TEDx Speaker Series: Nayef Zarrour- Learning the Power of Perspective
By Lauren Foote
Nayef Zarrour is a 29-year-old Youngstown native who spent most of his teenage years living in Youngstown, Lebanon and Brazil. The Youngstown State University graduate said travel has shaped his perspective and changed the way he views the world.
Zarrour works as a financial consultant and entrepreneur, which continues the theme of travel in his life, this time between New York, Chicago and Los Angeles. He has recently settled in New York.
He operates a hedge fund, teaches acrobatics and yoga, works with the homeless and tries to be involved in Jewish, Muslim, Israeli and Arabic communities.
Zarrour was invited to participate in TEDx Youngstown because of an interaction with an Israeli woman he shared on Instagram.
While living in LA, he approached a neighbor with an Israeli flag on their porch.
“I wanted to interact with this person because I love challenging the barriers that are found in the Israeli, Muslim and Arabic communities in a non-combative way,” Zarrour said.
When Zarrour revealed that he was Arabic the woman stepped away from him and asked if she should be scared of him.
“[She said] she was told that all Muslims and Arabs hate the Israelis and the Jews and they want us dead,” Zarrour said. “After some more talking, the next day she came to my house and brought over her crystals and wanted to get to know me better.”

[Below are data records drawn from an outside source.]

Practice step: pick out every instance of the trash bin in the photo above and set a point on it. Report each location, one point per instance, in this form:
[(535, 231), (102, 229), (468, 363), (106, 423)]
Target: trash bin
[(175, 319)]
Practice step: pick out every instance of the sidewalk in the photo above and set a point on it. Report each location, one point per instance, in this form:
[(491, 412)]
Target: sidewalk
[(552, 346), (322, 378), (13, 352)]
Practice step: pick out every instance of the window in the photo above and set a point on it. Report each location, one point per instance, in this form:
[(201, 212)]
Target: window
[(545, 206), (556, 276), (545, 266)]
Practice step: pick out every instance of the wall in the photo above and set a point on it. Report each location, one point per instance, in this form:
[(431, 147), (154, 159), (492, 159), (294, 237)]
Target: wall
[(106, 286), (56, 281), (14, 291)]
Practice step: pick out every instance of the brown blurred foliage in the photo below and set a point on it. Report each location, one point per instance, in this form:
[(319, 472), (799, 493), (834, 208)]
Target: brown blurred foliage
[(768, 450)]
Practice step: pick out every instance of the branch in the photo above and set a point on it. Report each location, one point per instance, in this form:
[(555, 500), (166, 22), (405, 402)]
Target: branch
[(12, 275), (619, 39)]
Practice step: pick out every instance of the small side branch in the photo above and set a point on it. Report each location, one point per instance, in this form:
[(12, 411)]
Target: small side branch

This desire arose from an experience Zarrour had in 2006. He had spent most of the year in Brazil, and arrived in Lebanon a few weeks before war broke out.
“At 19 years old, having the experience of helping people through wreckage, trying to survive, trying to find survivors is a powerful experience,” Zarrour said.
Zarrour fled Lebanon to Syria for a week, bouncing around from place to place because he didn’t want to burden anyone.
“Two hours after I left Syria, my house got hit,” Zarrour said. “One of my cousins was killed, most of my family was badly injured. I just remembered I had so much hate in my heart, especially towards the Jewish people and the Israelis,” Zarrour said.
Following that experience, he returned to the United States. Zarrour said that through his anger and pain arose a desire to understand the Jewish community and the Israelis. He wanted to understand how the war could have happened.
“I kept seeking out people of Jewish and Israeli decent. What was fascinating to me, when I was asking questions like: how can you justify killing, how could you justify this, they in return would ask this question word for word to me,” Zarrour said.
He said he realized that both groups see the other as their persecutors because they want peace.
“We both wanted peace, and we all wanted this violence resolved,” Zarrour said. “The difference between the two groups is that the Israelis and the Jews wanted peace for themselves. The Arabs and Muslims only wanted peace for themselves. No one wanted collective peace.”
Zarrour said he wants to help bridge the gap between the cultures, to help people change their hearts and help people.
“I am glad I went through this experience because it made me the person that I am today. No matter how hard or difficult a day I might have had, I realize it is not a bad day,” Zarrour said. “I know what a bad day is like; I have lived it.”
He said his TED talk will focus on developing empathy when the world presents you with hate.
“What were the thought processes that were going through my mind during those events that helped me develop empathy? I want to talk about how through traumatic, significant events that can make us develop hate, we can shift that and become empathetic,” Zarrour said.
Zarrour said it saddens him to see close-mindedness and ignorance in the community around issues like LGBTQ rights, racism and culture in general.
“I am very confident in putting myself out there and being a target,” Zarrour said. “I am comfortable telling people about being a refugee due to a conflict. I want to attack this hatred in Youngstown and address it and maybe open people’s minds.”
He said he’s had the experience of a refugee.
“I don’t know the years-on-end experience because I was lucky enough to have my family get me out, but I have tasted enough of it to say, ‘Wow, I can probably change things and perspectives a little bit,’” Zarrour said.
Zarrour said he strives to better Arab-Israeli relations through empathetic, safe communication and culturally conscious actions.
“I want people to walk away from this TED talk with three things: how to develop empathy after a traumatic experience, belief that they can change something and how to get about getting involved,” Zarrour said. “One person can make a change. I want people to walk away from this understanding that.”
He said he and 11 other people will be wearing T-shirts he created stating “I am the change.”
“We cannot rely on other people to be the change; we have to be the change and make a difference,” Zarrour said.